Posteriormente, Edson Fachin votou no sentido de julgar a ação totalmente procedente. Ele sustentou que os dispositivos questionados mitigaram em situações específicas o direito fundamental à assistência judicial gratuita e o direito fundamental ao acesso à Justiça. Em seguida, Luiz Fux pediu vista e suspendeu o julgamento.
Disposições proporcionais
Em voto-vista, o presidente da Corte manteve as alterações promovidas pela reforma trabalhista.

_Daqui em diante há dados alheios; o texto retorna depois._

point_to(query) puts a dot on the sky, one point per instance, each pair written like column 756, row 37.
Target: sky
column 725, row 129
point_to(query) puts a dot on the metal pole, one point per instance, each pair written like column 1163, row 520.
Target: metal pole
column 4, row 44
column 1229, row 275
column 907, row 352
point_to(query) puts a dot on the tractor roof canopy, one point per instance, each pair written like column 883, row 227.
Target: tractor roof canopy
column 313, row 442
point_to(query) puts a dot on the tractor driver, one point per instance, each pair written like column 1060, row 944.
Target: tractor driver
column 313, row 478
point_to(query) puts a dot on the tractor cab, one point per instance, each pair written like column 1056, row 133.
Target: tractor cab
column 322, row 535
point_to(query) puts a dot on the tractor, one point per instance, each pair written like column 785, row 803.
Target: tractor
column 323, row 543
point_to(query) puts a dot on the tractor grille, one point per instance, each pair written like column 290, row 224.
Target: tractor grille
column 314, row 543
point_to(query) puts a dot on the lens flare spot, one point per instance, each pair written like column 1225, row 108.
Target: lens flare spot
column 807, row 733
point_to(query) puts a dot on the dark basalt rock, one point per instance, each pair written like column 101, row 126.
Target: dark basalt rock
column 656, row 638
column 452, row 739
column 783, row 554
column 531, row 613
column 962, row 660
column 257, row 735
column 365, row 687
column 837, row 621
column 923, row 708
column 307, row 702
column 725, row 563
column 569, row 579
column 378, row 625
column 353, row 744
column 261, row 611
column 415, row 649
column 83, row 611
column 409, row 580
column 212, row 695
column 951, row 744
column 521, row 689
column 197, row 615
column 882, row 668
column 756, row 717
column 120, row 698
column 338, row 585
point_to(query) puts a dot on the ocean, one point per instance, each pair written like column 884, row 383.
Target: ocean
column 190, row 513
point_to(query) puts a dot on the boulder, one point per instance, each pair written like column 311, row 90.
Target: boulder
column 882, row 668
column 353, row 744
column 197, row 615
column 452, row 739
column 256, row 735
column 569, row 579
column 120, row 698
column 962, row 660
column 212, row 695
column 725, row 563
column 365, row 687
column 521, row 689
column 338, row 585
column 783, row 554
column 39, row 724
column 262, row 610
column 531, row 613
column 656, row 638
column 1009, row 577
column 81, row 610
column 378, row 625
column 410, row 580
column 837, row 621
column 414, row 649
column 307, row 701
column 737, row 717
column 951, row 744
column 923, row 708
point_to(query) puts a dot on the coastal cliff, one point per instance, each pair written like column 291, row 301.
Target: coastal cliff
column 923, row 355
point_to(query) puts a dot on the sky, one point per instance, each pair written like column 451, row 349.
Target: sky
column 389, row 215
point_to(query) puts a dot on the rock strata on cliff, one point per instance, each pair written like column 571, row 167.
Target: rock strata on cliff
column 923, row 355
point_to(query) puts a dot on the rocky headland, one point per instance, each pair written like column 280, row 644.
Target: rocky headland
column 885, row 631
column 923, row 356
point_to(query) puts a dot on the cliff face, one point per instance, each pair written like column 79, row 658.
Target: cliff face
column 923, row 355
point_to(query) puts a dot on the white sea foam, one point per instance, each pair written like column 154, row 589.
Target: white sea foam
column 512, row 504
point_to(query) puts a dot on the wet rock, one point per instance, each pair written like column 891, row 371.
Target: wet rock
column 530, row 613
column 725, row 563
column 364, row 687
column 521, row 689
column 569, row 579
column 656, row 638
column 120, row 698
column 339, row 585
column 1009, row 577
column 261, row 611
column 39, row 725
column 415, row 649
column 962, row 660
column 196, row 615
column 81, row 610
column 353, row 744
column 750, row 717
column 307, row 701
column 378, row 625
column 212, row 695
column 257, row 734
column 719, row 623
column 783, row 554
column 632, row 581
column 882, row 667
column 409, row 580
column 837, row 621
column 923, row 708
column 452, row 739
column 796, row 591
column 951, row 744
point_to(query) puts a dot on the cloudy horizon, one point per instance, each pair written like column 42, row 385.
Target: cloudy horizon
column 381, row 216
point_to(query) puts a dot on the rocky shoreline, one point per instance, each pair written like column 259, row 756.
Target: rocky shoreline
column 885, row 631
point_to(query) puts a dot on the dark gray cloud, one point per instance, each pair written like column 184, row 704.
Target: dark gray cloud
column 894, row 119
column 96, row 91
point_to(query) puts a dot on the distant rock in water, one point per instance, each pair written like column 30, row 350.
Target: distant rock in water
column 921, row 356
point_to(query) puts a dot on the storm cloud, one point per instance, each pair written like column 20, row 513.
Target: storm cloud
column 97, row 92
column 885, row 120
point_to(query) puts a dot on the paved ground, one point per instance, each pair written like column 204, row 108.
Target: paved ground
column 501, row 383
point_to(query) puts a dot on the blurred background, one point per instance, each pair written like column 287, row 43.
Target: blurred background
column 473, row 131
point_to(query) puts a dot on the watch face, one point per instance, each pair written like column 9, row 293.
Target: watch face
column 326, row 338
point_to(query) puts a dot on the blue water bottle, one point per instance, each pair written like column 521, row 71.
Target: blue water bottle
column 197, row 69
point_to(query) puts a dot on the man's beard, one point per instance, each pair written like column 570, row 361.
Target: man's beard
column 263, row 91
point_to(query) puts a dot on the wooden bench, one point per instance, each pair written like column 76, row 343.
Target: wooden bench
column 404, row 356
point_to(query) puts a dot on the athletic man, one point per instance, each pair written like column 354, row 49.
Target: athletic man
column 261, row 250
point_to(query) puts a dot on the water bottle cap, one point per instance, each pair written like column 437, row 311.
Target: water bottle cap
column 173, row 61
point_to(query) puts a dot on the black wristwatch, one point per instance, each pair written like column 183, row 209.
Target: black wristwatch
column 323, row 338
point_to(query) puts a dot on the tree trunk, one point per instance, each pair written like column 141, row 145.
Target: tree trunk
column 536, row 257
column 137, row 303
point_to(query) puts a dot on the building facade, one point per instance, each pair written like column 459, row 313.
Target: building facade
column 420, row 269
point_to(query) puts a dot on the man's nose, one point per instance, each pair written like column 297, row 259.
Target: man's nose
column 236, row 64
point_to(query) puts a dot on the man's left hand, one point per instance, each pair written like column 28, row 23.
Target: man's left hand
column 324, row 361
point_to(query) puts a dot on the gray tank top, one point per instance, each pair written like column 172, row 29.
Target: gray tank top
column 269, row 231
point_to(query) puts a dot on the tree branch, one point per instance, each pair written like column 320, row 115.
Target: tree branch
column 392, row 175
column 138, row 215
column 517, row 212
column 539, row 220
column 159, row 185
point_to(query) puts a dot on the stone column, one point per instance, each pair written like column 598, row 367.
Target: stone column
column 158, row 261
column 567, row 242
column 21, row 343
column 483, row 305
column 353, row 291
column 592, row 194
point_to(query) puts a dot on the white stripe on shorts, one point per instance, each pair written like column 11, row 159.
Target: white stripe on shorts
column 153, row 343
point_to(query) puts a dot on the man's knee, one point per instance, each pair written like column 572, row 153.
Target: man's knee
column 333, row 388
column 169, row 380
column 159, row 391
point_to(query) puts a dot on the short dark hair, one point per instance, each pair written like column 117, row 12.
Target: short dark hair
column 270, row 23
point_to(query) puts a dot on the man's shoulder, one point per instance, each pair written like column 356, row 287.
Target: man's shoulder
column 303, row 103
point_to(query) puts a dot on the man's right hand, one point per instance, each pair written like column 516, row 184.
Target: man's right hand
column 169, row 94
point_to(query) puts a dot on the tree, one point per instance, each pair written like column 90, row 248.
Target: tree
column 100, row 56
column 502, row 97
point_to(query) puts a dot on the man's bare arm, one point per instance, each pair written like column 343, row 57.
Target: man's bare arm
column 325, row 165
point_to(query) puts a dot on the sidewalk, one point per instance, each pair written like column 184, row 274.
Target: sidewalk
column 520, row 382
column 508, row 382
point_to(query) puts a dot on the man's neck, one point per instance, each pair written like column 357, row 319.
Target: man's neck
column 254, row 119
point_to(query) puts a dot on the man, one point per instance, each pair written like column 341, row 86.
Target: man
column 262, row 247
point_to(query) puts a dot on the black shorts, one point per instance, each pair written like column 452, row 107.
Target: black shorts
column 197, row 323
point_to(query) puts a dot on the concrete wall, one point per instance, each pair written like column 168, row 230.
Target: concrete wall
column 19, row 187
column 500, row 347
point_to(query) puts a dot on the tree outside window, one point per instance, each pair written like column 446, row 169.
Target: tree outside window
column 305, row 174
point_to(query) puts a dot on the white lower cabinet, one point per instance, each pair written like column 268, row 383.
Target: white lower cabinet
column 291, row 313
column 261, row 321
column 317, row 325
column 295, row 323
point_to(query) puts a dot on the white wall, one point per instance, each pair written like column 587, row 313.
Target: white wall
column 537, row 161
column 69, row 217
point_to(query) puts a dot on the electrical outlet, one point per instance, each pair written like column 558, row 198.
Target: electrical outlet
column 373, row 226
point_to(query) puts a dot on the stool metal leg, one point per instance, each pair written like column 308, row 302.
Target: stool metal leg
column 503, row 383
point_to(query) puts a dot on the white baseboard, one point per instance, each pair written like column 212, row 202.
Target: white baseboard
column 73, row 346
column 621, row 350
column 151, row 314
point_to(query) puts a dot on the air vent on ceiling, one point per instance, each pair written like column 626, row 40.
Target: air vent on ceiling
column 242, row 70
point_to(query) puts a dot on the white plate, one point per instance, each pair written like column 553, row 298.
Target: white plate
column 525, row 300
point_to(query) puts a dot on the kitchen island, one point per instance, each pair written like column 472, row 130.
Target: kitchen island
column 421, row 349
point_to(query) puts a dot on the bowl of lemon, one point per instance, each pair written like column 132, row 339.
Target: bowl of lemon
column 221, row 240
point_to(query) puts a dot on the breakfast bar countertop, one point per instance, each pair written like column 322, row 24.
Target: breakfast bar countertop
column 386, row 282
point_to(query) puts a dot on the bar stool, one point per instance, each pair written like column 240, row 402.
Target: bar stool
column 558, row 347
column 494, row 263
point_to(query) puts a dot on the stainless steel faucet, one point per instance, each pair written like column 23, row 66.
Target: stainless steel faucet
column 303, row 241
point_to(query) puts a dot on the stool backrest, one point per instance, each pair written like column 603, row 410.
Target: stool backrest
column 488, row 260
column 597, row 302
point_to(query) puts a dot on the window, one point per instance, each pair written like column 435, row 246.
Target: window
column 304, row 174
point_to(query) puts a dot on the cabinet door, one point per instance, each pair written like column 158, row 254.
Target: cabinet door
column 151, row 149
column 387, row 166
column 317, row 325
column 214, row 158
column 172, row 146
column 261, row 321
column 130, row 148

De acordo com Fux, a lei veio para diferenciar o reclamante trabalhista que passa a dispor de capacidade econômica para arcar com os custos do processo daqueles que não podem fazê-lo, sem prejuízo da própria subsistência. “A gratuidade de justiça não constitui fim em si mesma, mas volta-se a melhor concretização do acesso à Justiça”, explicou.
De acordo com Fux, a ausência histórica de um sistema de sucumbência no processo do trabalho estabeleceu mecanismo de incentivo que resulta na perda de eficiência na Justiça do Trabalho nas ações realmente necessárias.
Luiz Fux entendeu que as alterações da reforma trabalhista são revestidas de “proporcionalidade” e frisou que, após as mudanças, houve redução sensível de ajuizamento de ações: “é o reflexo da racionalização das regras processuais trabalhistas”, destacou. Por fim, o presidente do STF acompanhou o entendimento do relator Barroso.